Carbonia si conferma come hub internazionale per lo sviluppo di tecnologie innovative grazie al completamento del progetto Recover.
Domani, giovedì 18 giugno 2026 alle ore 10.30 presso il Centro Ricerche Sotacarbo nella Grande Miniera di Serbariu a Carbonia, si terrà la cerimonia di inaugurazione dei laboratori sperimentali per lo sviluppo delle tecnologie di frontiera dell’idrogeno verde e dei combustibili derivati (e-fuels).
Presentato da Sotacarbo, e finanziato con 12 milioni di euro dal Dipartimento per le Politiche di Coesione della Presidenza del Consiglio dei Ministri, il progetto RECOVER ha rappresentato una delle iniziative più significative nel quadro del bando per la creazione di ecosistemi dell’innovazione nel Mezzogiorno. Terzo classificato tra le oltre 270 proposte progettuali del bando, è stato l’unico finanziato tra quelli presentati da enti di ricerca o università sarde.
Il progetto ha permesso a Sotacarbo di trasformare l’ex ufficio tecnico della Grande Miniera di Serbariu in un laboratorio avanzato per l’idrogeno verde e i combustibili rinnovabili, rafforzando la capacità scientifica, infrastrutturale e tecnologica, e il ruolo del Centro Ricerche come polo di innovazione energetica di eccellenza mondiale. Il progetto RECOVER si è concluso a giugno 2026 con il completamento del recupero della struttura e con l’installazione e il collaudo degli impianti da banco e delle apparecchiature sperimentali.
«L’obiettivo del nostro progetto – spiega l’amministratore unico della Sotacarbo Mario Porcu – era la realizzazione di un laboratorio avanzato di valenza internazionale per lo sviluppo di tecnologie innovative nel campo dell’idrogeno verde e degli e-fuels. Il nuovo complesso integra l’attuale Centro Ricerche Sotacarbo, facendone una piattaforma unica per la ricerca integrata sui sistemi energetici sostenibili, con la possibilità di passare dalla sintesi dei materiali alle dimostrazioni sugli impianti pilota per la produzione di energia pulita.»

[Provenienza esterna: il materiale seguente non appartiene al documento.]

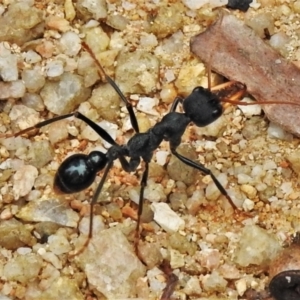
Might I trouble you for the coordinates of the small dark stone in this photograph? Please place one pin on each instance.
(239, 4)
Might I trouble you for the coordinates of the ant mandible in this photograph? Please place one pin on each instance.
(78, 171)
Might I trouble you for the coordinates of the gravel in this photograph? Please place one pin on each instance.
(215, 253)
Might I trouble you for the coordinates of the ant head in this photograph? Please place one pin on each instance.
(202, 106)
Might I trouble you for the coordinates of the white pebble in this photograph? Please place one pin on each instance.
(277, 132)
(269, 165)
(287, 188)
(23, 251)
(71, 43)
(243, 178)
(146, 105)
(54, 68)
(161, 157)
(154, 192)
(250, 110)
(24, 180)
(111, 129)
(31, 57)
(248, 205)
(8, 64)
(241, 286)
(166, 217)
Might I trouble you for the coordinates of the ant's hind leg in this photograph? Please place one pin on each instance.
(206, 171)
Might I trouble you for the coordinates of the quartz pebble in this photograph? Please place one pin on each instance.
(61, 97)
(8, 65)
(21, 22)
(214, 282)
(50, 210)
(110, 265)
(137, 72)
(14, 89)
(256, 246)
(166, 217)
(24, 180)
(23, 268)
(15, 235)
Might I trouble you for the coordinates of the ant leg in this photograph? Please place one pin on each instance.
(92, 204)
(206, 171)
(175, 103)
(141, 204)
(129, 107)
(103, 134)
(129, 167)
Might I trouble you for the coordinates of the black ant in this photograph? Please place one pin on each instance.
(78, 171)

I 22 ettari in cui si sviluppa la Grande Miniera di Serbariu hanno rappresentato negli anni Trenta il nucleo su cui venne poi fondata la città di Carbonia. Negli anni in cui l’Italia entrava in guerra, la miniera di Serbariu subì un ammodernamento che le avrebbe consentito in pochi anni di portare i livelli di produzione a ben quattro milioni di tonnellate. La crescita produttiva della miniera proseguì in maniera esponenziale: nel giro di sei anni, dal 1940 al 1946, i lavoratori impiegati passarono dalle 3.000 alle 11.000 unità. Ma quello che avrebbe dovuto rappresentare un punto di riferimento per la ricostruzione nel Secondo dopoguerra, vide iniziare la sua fine. La nascita del polo industriale di Portovesme alla fine degli anni Cinquanta, unita all’incapacità di mantenere a livelli competitivi il prezzo di produzione del carbone Sulcis, portò nel 1971 alla chiusura della miniera.

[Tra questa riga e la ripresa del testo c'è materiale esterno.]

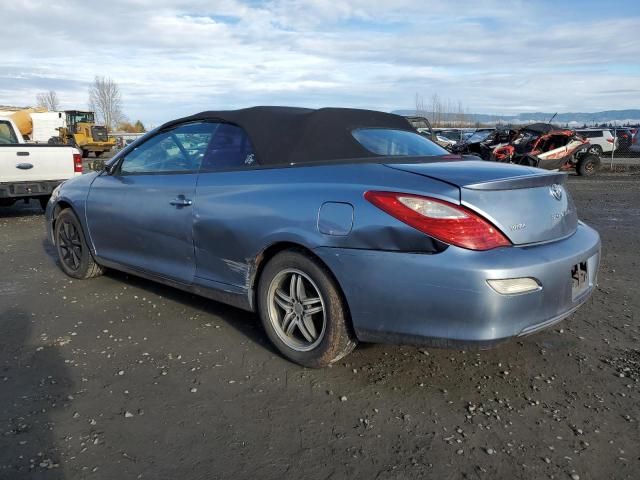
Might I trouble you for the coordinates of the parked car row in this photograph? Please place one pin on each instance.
(336, 226)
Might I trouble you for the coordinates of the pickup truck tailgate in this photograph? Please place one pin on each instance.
(37, 162)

Il progetto ha previsto la realizzazione di cinque laboratori principali: il laboratorio “idrogeno ed e-fuels”, il laboratorio “Bio-H2”, il laboratorio di “accumulo termico”, il laboratorio “materiali” e il laboratorio di “chimica generale”. A queste infrastrutture si aggiunge un sistema integrato costituito da elettrolizzatore PEM, impianto fotovoltaico, sistema di stoccaggio di idrogeno e cella a combustibile PEM per la riconversione in energia elettrica.
Lo stabile recuperato va ad implementare l’attuale Centro Ricerche Sotacarbo presso la Grande Miniera di Serbariu e si propone come esempio concreto di come un sito simbolo della storia industriale del Sulcis possa trasformarsi in infrastruttura abilitante per innovazione, ricerca applicata e sostenibilità ambientale.